Frequently asked questions
- What specific SIEM/XDR platforms are used at IBM for this Security Consultant role?
- For this Security Consultant - SOC Analyst position at IBM, hands-on experience with SIEM/XDR platforms, particularly Palo Alto Cortex XSIAM, is required. Familiarity with other leading SIEM and XDR solutions would also be beneficial.
- What level of scripting proficiency is expected for the Security Consultant - SOC Analyst job at IBM?
- The role requires basic scripting skills in Python, PowerShell, or Bash for automation and enrichment tasks. While not requiring expert-level coding, the ability to write and maintain scripts is essential for this Security Consultant position.
- Does IBM Consulting offer opportunities for career growth in cybersecurity beyond this SOC Analyst role?
- Yes, IBM Consulting emphasizes long-term career development. This Security Consultant - SOC Analyst role provides a foundation, with opportunities to grow into advanced incident response, threat hunting, or specialized security consulting roles within IBM.
- What kind of incident response actions will I be involved in as a Security Consultant at IBM?
- As a Security Consultant - SOC Analyst, you will execute incident response actions including containment, eradication, and recovery coordination.

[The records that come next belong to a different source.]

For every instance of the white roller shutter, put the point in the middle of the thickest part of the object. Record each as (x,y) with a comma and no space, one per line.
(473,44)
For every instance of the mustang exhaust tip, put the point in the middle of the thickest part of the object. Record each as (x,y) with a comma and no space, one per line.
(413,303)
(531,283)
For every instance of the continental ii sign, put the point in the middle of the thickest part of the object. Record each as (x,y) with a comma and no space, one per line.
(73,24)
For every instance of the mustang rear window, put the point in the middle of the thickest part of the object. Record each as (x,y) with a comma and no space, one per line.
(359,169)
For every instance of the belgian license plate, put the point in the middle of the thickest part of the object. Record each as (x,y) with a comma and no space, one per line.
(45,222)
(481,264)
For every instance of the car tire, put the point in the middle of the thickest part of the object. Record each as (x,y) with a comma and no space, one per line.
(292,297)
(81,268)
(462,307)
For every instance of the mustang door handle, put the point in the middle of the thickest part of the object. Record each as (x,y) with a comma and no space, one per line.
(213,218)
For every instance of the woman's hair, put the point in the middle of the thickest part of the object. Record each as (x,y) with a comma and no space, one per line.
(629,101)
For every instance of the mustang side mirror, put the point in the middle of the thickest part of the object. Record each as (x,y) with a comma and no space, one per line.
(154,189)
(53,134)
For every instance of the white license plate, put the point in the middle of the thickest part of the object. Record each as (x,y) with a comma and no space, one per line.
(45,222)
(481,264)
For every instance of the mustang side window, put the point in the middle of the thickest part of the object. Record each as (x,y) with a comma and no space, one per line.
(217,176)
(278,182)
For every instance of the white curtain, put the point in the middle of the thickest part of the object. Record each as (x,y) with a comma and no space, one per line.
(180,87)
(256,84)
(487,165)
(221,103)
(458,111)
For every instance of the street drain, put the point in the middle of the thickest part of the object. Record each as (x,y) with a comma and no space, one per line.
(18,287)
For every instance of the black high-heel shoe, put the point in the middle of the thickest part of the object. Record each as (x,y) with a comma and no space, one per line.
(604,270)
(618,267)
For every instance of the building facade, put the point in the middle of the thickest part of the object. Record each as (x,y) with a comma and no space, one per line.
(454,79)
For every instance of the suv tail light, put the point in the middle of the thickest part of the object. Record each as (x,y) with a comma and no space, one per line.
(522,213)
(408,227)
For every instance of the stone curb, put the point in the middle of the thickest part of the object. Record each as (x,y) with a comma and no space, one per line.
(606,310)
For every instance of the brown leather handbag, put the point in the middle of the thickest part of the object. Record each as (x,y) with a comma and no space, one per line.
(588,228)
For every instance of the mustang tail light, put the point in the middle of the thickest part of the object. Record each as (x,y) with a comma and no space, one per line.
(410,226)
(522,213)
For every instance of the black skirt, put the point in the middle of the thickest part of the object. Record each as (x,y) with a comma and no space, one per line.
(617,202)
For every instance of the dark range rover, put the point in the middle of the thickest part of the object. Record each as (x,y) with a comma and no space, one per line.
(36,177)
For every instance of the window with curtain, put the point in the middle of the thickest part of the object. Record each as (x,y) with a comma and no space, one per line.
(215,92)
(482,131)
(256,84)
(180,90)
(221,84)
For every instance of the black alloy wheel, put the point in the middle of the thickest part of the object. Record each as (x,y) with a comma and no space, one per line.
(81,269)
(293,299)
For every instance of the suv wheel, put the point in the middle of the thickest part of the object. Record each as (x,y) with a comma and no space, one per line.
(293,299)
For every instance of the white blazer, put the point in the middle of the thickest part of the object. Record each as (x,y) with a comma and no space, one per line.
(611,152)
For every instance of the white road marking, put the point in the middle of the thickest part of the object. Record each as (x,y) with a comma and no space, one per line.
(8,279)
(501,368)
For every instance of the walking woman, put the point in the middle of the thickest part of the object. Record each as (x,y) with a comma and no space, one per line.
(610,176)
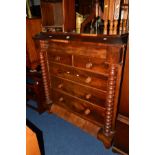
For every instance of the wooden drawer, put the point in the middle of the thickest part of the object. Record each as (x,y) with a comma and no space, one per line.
(92,95)
(78,106)
(91,63)
(60,57)
(96,50)
(77,75)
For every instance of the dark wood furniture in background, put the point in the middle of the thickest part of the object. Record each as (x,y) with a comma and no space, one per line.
(121,139)
(35,90)
(82,74)
(33,26)
(84,100)
(58,15)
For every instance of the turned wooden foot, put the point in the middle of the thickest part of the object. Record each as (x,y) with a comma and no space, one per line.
(106,139)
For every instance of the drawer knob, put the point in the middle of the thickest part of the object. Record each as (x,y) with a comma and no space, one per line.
(61,99)
(88,96)
(88,80)
(89,65)
(87,111)
(57,58)
(67,37)
(60,85)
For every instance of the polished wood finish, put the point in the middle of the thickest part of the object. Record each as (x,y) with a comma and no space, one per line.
(121,140)
(97,98)
(58,15)
(33,26)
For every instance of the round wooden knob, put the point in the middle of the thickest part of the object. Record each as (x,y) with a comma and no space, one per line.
(87,111)
(88,80)
(57,58)
(60,85)
(61,99)
(89,65)
(88,96)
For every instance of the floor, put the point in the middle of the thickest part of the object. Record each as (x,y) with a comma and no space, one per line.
(63,138)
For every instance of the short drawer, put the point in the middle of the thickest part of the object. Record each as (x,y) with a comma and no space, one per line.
(79,107)
(83,77)
(89,94)
(60,57)
(91,64)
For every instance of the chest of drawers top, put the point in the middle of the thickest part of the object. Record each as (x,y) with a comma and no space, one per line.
(82,73)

This involves investigating incidents like malware, phishing, lateral movement, and data exfiltration.
- How does IBM Consulting support its Security Consultants in staying updated with the latest threats?
- IBM Consulting encourages continuous learning and provides resources to stay updated. This includes leveraging threat intelligence feeds, supporting compliance and audit requirements, and continuously improving SOC processes and detection capabilities.
- Is there a preference for a Master's Degree for the Security Consultant - SOC Analyst position at IBM?
- While a Master's Degree is listed as preferred education for this Security Consultant role, strong technical and professional experience in SIEM/XDR, scripting, and analytical problem-solving are the primary requirements.
- What are the key metrics (MTTD, MTTR) a Security Consultant at IBM will be expected to track?
- The Security Consultant - SOC Analyst role involves generating operational metrics like Mean Time to Detect (MTTD) and Mean Time to Respond (MTTR). Experience in creating dashboards and reports for these metrics is preferred.